Putin gives Kim Jong Un a luxury limousine. It's a violation of UN sanctions on North Korea
SEOUL, South Korea — Russian President Vladimir Putin has gifted North Korean leader Kim Jong Un a Russian-made luxury limousine for his personal use, both countries announced Tuesday, in another sign of their expanding cooperation.
Observers said the shipment violates a U.N. resolution that bans supplying luxury items to North Korea, in an attempt to pressure the country to abandon its nuclear weapons.
Kim’s sister, Kim Yo Jong, and another senior North Korean official accepted the gift Sunday and she conveyed her brother’s thanks to Putin, the Korean Central News Agency said. Kim Yo Jong said the gift showed the special personal relationship between the leaders, the report said.
Kremlin spokesman Dmitry Peskov said Putin gave Kim Jong Un a high-end Aurus Senat limousine that he showed to the North Korean leader when they met for a summit in Russia in September. Kim was shown the Aurus limousine at Russia’s main spaceport.
Kim “liked the car, and so the decision was made” to present it to him as a gift, Peskov said, according to Russia's state-run Tass news agency. “North Korea is our neighbor, our close neighbor.”
Tass earlier reported that Aurus was the first Russian luxury car brand, and it’s been used in motorcades of top officials since Putin first used an Aurus limousine during his inauguration ceremony in 2018.
Kim, 40, is known to possess many foreign-made luxury cars believed to have been smuggled into his country in breach of the U.N. resolution.
During his Russia visit, he traveled between meeting sites in a Maybach limousine that was brought with him on one of his special train carriages.
During an earlier Russia trip in 2019, Kim had two limos waiting for him at Vladivostok station — a Mercedes-Maybach S600 Pullman Guard and a Maybach S62. He also reportedly used the S600 Pullman Guard for his two summits with then-President Donald Trump in Singapore in 2018 and Vietnam in 2019. In 2018, Kim used a black Mercedes limousine to return home after a meeting with South Korea's then-President Moon Jae-in at a shared Korean border village.
Kim’s possession of expensive foreign limousines shows the porousness of international sanctions on the North. Russia, a permanent Security Council member, voted for the ban on supplying luxury goods to North Korea, along with other international sanctions adopted in response to the North's nuclear and missile tests.
North Korea and Russia have boosted their cooperation significantly as they are locked in separate confrontations with the United States and its allies — North Korea for its nuclear program and Russia for its war with Ukraine. Russia, along with China — another U.N. Security Council member — has repeatedly stymied the U.S. and others' bids to toughen U.N. sanctions on North Korea over its prohibited missile tests in recent years.

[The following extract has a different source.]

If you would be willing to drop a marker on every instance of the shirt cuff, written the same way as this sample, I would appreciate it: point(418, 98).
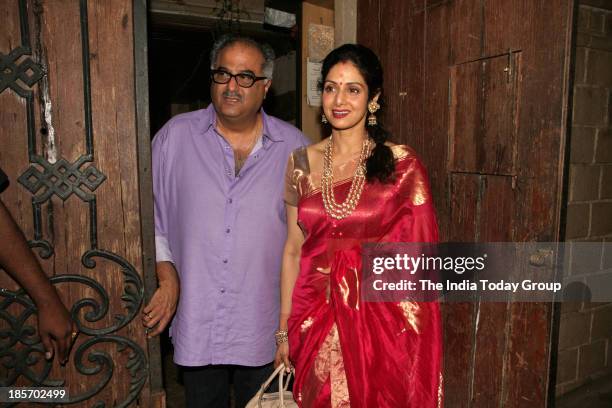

The U.S., South Korea and their partners accuse North Korea of sending conventional arms to Russia for its war in Ukraine, in return for high-tech Russian weapons technologies and other support. Such arms transfers would violate multiple U.N. resolutions banning any weapons trade involving North Korea.
After its foreign minister returned home following a Russia visit in January, the North’s state media reported Putin expressed his willingness to visit the North at an early date.